To do that, de Blasio said he would immediately recruit 2,000 new members of the city’s vaccine corps, which already employs 3,900.
He vowed to provide tax breaks to small businesses hard hit by the pandemic with a $50 million rental assistance program for up to 17,000 small businesses in the arts, entertainment and food services industries. The credit would enable businesses with revenue below $1 million to receive a 6% tax break on rent this year.

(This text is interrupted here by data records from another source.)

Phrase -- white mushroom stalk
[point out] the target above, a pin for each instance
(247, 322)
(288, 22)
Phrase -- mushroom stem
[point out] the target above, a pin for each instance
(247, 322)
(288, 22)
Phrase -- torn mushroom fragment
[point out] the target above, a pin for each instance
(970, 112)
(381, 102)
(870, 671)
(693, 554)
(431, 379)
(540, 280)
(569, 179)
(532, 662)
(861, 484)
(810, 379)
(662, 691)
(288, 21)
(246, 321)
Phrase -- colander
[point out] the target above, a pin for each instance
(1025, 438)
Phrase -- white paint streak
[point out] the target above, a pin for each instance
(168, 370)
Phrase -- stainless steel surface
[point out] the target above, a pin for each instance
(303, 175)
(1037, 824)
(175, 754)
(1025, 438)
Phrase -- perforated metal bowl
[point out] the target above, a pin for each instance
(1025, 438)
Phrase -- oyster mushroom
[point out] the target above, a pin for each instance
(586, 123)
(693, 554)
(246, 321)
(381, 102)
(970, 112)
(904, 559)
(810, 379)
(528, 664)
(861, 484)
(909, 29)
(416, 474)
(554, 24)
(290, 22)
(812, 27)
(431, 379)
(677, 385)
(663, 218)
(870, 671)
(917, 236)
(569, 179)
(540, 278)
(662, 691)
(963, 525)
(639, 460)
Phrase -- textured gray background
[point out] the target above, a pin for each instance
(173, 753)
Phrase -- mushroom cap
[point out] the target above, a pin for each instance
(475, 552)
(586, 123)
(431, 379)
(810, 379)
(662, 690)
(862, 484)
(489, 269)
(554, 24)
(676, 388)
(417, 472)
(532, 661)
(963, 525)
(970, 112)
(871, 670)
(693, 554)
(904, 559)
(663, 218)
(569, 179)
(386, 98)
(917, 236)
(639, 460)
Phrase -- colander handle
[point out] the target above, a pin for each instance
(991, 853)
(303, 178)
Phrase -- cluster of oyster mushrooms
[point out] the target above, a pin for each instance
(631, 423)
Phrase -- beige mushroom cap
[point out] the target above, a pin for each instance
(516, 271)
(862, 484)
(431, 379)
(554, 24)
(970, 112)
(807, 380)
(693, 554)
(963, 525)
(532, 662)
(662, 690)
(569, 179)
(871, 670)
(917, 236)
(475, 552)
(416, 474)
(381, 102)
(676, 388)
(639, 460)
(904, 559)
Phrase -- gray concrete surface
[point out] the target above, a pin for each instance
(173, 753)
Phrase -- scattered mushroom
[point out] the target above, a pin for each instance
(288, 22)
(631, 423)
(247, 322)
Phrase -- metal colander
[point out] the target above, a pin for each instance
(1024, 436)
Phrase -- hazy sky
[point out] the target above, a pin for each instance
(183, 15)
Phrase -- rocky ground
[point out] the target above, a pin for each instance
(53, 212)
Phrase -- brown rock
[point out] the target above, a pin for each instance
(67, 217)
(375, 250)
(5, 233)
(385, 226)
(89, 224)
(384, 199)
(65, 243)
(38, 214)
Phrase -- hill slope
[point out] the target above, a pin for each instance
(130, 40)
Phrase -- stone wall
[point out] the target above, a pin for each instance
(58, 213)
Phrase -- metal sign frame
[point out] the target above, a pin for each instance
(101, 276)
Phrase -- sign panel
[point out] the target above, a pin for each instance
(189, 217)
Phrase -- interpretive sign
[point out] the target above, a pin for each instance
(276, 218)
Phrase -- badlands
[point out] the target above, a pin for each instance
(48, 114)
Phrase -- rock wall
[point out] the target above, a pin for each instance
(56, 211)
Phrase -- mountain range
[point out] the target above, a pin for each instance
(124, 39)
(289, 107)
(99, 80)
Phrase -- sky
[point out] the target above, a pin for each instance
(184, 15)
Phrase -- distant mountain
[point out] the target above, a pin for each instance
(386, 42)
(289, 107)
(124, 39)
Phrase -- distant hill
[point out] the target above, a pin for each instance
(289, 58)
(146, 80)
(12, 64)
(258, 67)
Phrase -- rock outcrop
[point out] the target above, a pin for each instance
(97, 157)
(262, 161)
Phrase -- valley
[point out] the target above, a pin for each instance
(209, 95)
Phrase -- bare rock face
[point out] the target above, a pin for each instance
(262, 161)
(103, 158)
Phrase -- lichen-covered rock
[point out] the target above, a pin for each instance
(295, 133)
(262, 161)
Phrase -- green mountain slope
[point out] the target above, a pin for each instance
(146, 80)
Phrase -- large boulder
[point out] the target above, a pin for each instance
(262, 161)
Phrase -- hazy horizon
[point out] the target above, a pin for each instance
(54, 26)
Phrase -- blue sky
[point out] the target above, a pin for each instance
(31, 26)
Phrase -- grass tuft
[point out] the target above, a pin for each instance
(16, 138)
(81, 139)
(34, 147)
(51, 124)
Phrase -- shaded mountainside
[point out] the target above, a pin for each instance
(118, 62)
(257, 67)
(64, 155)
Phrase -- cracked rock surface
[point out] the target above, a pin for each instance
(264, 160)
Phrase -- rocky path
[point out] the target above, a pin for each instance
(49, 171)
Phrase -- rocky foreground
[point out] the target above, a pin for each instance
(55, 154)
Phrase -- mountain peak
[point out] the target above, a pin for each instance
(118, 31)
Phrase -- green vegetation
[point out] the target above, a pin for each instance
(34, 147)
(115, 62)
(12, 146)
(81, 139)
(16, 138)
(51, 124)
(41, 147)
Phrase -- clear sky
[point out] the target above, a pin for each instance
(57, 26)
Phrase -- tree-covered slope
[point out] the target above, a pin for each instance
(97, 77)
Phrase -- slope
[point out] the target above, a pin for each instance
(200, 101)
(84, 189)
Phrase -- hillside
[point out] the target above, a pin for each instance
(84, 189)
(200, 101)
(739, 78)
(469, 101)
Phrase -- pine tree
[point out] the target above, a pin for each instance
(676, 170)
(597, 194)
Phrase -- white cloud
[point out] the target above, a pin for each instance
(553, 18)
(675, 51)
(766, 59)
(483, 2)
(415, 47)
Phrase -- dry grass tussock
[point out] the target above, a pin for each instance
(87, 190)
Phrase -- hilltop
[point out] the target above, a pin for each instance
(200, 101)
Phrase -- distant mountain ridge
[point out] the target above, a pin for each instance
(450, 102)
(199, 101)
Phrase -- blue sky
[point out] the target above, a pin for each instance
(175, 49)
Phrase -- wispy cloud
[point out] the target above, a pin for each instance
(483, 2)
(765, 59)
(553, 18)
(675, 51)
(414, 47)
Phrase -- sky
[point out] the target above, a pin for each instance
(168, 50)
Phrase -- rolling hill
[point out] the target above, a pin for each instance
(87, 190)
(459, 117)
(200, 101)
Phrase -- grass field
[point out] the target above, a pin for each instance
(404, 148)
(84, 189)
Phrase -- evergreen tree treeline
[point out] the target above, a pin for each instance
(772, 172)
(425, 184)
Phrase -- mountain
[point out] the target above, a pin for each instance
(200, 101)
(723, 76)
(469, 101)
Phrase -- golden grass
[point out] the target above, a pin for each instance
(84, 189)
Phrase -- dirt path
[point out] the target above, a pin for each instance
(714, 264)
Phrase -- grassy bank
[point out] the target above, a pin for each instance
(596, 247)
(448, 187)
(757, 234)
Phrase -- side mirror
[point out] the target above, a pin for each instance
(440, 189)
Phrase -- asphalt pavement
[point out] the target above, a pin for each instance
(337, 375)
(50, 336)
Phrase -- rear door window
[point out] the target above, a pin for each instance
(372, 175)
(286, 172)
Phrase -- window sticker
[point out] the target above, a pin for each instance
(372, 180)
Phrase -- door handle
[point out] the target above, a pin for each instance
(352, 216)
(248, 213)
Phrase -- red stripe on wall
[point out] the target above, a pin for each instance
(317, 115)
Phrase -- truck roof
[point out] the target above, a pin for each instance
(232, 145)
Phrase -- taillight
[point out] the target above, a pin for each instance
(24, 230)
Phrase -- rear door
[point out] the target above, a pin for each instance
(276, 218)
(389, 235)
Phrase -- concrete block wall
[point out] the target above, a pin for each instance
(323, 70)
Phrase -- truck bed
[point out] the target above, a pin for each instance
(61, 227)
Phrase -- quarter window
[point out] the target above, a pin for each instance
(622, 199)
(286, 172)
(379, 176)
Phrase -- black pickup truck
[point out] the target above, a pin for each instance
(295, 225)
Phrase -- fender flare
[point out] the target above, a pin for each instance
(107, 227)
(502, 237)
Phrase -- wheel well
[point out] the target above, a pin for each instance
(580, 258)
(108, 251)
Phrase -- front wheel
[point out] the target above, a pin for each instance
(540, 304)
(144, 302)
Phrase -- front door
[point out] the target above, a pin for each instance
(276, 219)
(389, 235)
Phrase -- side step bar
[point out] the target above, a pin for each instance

The city Test and Trace Corps, which has been instrumental in tracking the virus, will be converted to the Public Health Corps, which de Blasio said will employ about 4,000 full-time, permanent employees to connect people to health care in neighborhoods hit hardest by COVID.
In his final year at City Hall, de Blasio also suggested he would spend much of his time addressing police reform and crime.
One initiative under that umbrella will be named after his mentor, former Mayor David Dinkins, who died last year. The David Dinkins Plan would grant the Civilian Complaint Review Board the authority to launch investigations without being prompted by an individual complaint and would guarantee that it has “timely access” to police body camera footage.
As the city reels from an alarming uptick in gun violence, de Blasio plans to create the NYC Joint Force to End Gun Violence. It will draw its members from the NYPD, “cure violence” groups and district attorneys’ offices — to identify people involved in shootings and “create cleaner lines of communications between anti-gun violence groups and police.”
Predictably, de Blasio also renewed calls for the state to tax billionaires.
For years, he’s been demanding the state institute a tax on its most wealthy residents, which sparked feuding between himself and Gov. Cuomo early in his tenure.
While less realistic in his early years at City Hall, a wealth tax now has much more chance of becoming a reality, given the more left-leaning state legislature and the state’s floundering finances. Gov. Cuomo has argued against such a tax for years, but more recently said it could become necessary.
“New York City will push for a billionaires’ tax,” de Blasio said. “The billions of dollars raised from these progressive taxes will go into investing in New York City’s schools, working families, and a recovery for all of us.”